Поднимаясь за ней по лестнице, он смотрит, как уверенно покачиваются бедра под ее шерстяной юбкой. В нем нарастает желание: внизу живота будто фунт свинца. Квартирка Гретхен обставлена в китайском стиле – светлые деревянные полы, глиняные чайнички и книги на лакированных полках. На журнальном столике – стопка романов. В полутемной спальне Марти различает гитару на стене и наброшенный на лампу платок. Гретхен говорит, что сделает им выпить, уходит на кухоньку и начинает открывать шкафчики с аккуратно составленной керамической и стеклянной посудой. Наверняка она устраивает приемы для друзей – бонвиванов, актеров, фотографов. Она открывает холодильник и начинает сетовать, что сто лет его не размораживала – до формочек со льдом не добраться. Марти наблюдает, как она созерцает сугробы в морозильнике. Мысленно он выдергивает деревянную шпильку из заколки, и волосы Гретхен падают волной. Мысленно он задирает ей сзади юбку, прижимает ее к дверце холодильника. Тут он замечает фотографии, закрепленные на дверце магнитами: пожилая супружеская чета на крыльце деревенского дома, морской пехотинец, возможно брат, в форме, девушка в ножных ортезах (видимо, последствия полиомиелита) рядом с сияющей Гретхен лет четырнадцати. Такое внезапное окошко в ее сельское детство могло бы заново обострить его желание, а вместо этого желание слабеет. Марти никогда не испытывал к ней отеческих чувств – до сей минуты, когда она споласкивает под краном обмерзшую инеем формочку и распределяет лед по двум стаканам.
Со стаканами в руках они возвращаются в гостиную, и Гретхен ставит для Марти джазовую пластинку – Майлз Дэвис, «Blue Haze»{10}. Он расспрашивает про детство в Мичигане. Сестра, переболевшая полиомиелитом, по-прежнему живет дома с родителями-лютеранами, брат служил в Корее, теперь он хозяин магазина бытовых электроприборов Каламазу. Эти подробности тушат в Марти последние остатки желания.
Когда пластинка доигрывает до конца, Гретхен спрашивает:
– Вы никогда не хотели завести детей?
Вопрос застает Марти врасплох, и он некоторое время смотрит в стакан.

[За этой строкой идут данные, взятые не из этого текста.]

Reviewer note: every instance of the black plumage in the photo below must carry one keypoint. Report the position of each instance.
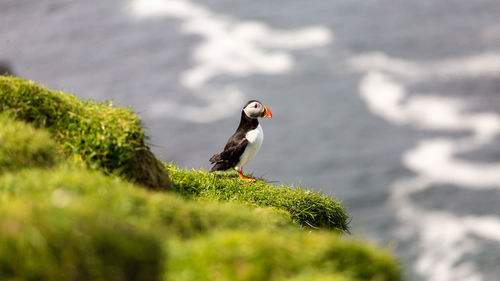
(236, 144)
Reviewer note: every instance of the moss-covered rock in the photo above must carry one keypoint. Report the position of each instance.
(103, 136)
(22, 146)
(305, 206)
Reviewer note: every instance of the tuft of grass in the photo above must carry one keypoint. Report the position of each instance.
(103, 136)
(264, 256)
(21, 146)
(58, 243)
(305, 206)
(78, 212)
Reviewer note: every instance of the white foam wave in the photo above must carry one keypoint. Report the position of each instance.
(220, 104)
(444, 238)
(481, 65)
(229, 46)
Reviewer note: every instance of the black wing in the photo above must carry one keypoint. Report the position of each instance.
(228, 158)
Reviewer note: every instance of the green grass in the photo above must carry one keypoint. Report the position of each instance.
(103, 136)
(61, 220)
(305, 206)
(56, 242)
(265, 256)
(200, 240)
(21, 146)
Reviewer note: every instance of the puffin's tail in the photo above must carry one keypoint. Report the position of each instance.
(220, 165)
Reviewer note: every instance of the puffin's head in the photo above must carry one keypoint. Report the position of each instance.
(255, 109)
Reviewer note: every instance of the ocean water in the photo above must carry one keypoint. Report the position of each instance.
(392, 106)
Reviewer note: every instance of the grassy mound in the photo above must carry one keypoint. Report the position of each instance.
(265, 256)
(41, 242)
(103, 136)
(165, 211)
(306, 207)
(201, 240)
(62, 221)
(23, 146)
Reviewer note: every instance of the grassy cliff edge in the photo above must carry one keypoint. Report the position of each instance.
(70, 208)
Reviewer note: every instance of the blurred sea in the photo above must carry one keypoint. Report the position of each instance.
(392, 106)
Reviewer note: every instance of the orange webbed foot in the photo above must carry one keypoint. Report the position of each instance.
(240, 173)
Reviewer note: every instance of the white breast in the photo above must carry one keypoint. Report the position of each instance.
(255, 138)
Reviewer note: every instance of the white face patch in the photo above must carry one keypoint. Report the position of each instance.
(253, 109)
(255, 138)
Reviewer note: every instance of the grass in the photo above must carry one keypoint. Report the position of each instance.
(265, 256)
(56, 242)
(198, 240)
(24, 146)
(104, 137)
(60, 220)
(306, 207)
(166, 211)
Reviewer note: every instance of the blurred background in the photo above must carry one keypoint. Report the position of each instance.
(391, 106)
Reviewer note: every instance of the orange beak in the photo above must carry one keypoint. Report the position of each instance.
(267, 113)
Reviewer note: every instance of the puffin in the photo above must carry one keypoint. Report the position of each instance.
(244, 144)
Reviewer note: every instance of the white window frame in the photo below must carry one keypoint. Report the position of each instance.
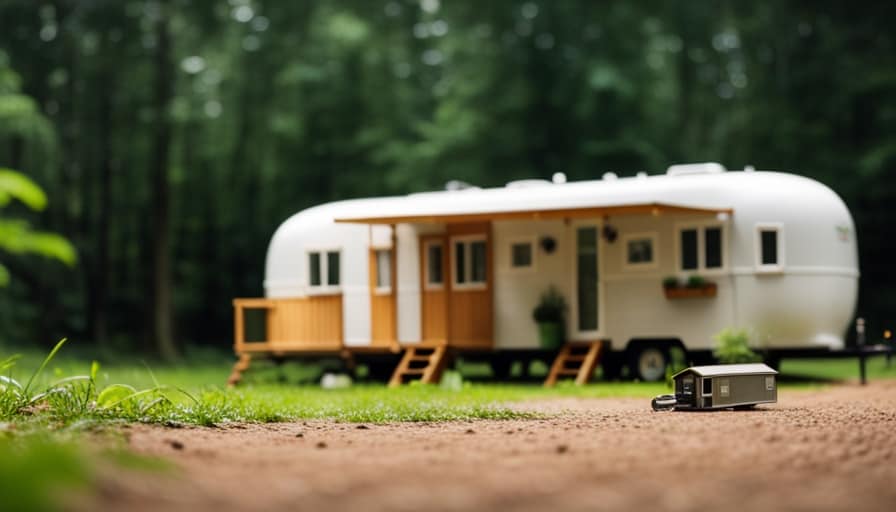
(387, 289)
(701, 247)
(654, 250)
(778, 228)
(467, 241)
(533, 263)
(427, 284)
(325, 288)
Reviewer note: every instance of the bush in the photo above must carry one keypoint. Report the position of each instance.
(732, 346)
(551, 307)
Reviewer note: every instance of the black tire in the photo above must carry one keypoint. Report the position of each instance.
(648, 362)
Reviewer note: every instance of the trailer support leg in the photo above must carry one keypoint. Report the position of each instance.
(241, 365)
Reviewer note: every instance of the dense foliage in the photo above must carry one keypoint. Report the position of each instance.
(173, 136)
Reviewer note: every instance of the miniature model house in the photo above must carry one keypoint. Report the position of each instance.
(723, 386)
(645, 263)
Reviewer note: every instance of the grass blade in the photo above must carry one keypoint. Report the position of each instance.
(44, 364)
(9, 380)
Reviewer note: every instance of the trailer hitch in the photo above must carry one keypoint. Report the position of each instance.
(664, 403)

– Мы очень хотели детей, но не получилось. Оба раза мы уже выбирали имена. Я постоянно носил в кармане два списка. – Он отпивает из стакана и смотрит в стену.
– Ой, Марти, извини, я не знала.
Звук его имени из ее уст исполнен нежности, и Марти надеется, что сегодняшняя ночь, когда он чуть не изменил жене, не испортит их плодотворные рабочие отношения. Он последний раз смотрит на фотографии, вспоминает дверцу собственного холодильника без единого снимка и привычно перебарывает старую боль бездетности.